Kapitel 29
'Was war denn der ganze Krach?' fragte Arianna, als Oliver endlich reinkam. Sie hatte jetzt ein schickes Crop Top und Jeans an.
'Schickes Outfit', sagte Oliver mit einem verschmitzten Grinsen im Gesicht.
'Ja, danke, ich hab die echt vermisst', antwortete sie mit einem Lächeln. 'Also, worüber hat Sammy geredet, dass ihr beide so aus dem Häuschen wart?'
'Oh, rate mal…'
Arianna seufzte und stieß ihre Faust an ihr Gesicht. 'Wenn ich's wüsste, würde ich dich wohl fragen?' fragte sie.
'Oh, stimmt', sagte er mit enttäuschtem Gesicht. 'Okay, die gute Nachricht ist, dass mein Opa morgen zurückkommt.' Er brüllte vor Aufregung.

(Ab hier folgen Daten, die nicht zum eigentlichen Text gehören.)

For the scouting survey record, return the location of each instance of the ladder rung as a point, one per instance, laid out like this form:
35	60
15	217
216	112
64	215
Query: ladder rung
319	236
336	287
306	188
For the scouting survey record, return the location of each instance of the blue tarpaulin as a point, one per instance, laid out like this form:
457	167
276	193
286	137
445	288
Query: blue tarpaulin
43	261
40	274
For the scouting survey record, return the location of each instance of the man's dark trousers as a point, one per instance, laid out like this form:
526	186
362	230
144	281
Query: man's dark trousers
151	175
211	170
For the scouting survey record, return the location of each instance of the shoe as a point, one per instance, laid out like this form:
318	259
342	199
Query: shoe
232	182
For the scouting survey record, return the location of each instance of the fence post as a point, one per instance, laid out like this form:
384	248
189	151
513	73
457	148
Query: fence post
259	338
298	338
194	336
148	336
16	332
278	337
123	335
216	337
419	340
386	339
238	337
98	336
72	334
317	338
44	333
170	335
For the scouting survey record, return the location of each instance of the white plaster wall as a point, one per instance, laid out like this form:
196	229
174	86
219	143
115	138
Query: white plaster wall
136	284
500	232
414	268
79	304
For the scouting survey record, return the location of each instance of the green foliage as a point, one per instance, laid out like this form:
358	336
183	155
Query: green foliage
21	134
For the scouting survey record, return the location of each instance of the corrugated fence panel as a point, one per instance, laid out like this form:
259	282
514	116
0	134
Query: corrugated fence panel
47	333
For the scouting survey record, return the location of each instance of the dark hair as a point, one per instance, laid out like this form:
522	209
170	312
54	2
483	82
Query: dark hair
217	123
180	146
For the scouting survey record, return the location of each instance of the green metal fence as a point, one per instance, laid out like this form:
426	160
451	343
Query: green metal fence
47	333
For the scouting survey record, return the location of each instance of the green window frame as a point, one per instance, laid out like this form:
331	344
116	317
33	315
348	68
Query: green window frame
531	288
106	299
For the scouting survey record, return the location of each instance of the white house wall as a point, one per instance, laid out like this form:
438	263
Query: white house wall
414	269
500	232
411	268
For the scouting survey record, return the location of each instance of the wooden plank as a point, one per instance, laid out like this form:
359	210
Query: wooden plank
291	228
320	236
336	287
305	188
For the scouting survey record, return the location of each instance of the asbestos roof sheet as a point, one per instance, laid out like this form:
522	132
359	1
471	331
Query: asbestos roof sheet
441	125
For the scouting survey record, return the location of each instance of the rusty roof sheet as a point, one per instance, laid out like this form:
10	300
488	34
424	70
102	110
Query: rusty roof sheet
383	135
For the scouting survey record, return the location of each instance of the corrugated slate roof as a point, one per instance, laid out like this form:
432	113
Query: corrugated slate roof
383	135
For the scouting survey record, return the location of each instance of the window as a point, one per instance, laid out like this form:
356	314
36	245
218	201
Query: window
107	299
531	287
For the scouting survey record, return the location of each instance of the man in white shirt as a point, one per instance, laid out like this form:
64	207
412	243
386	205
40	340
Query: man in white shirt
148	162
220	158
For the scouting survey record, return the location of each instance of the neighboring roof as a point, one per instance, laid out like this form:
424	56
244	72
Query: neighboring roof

Das Lächeln auf Arias Gesicht verschwand und ihr Gesicht wurde sauer. 'Dein Opa kommt zurück?' fragte sie, nur um sicherzugehen, dass sie richtig gehört hatte.
'Ähm… ja, gibt's ein Problem? Warum siehst du nicht glücklich aus, das zu hören?' fragte er.
'Weil ich Angst habe, Oliver, was ist, wenn er mich nicht mag? Ich meine, wir wissen doch beide, dass ich nicht in deinen Familienstatus passe, dein Papa könnte enttäuscht sein, wenn er erfährt, dass du eine Niemand geheiratet hast.'
Oliver runzelte sofort die Stirn. 'Was meinst du, Ari? Ich hab dir schon mehrmals gesagt, dass du dich nicht selbst runtermachen sollst, Status, Klasse, diese Dinge spielen in einer Beziehung keine Rolle, was zählt, ist Liebe, und wir lieben uns, also brauchst du dir keine Sorgen zu machen.'
'Ich verstehe, was du sagst, Oliver, aber dein Opa sieht das vielleicht nicht so. Was ist, wenn er mich nicht mag? Was ist, wenn er findet, dass ich nicht die Richtige für dich bin?' fragte Aria und drehte sich mit traurigem Gesicht um.
Oliver stoppte sie, indem er seine Hand auf ihre Schultern legte und sie so drehte, dass sie ihn ansah, er sah ihr in die Augen und konnte die Angst darin erkennen.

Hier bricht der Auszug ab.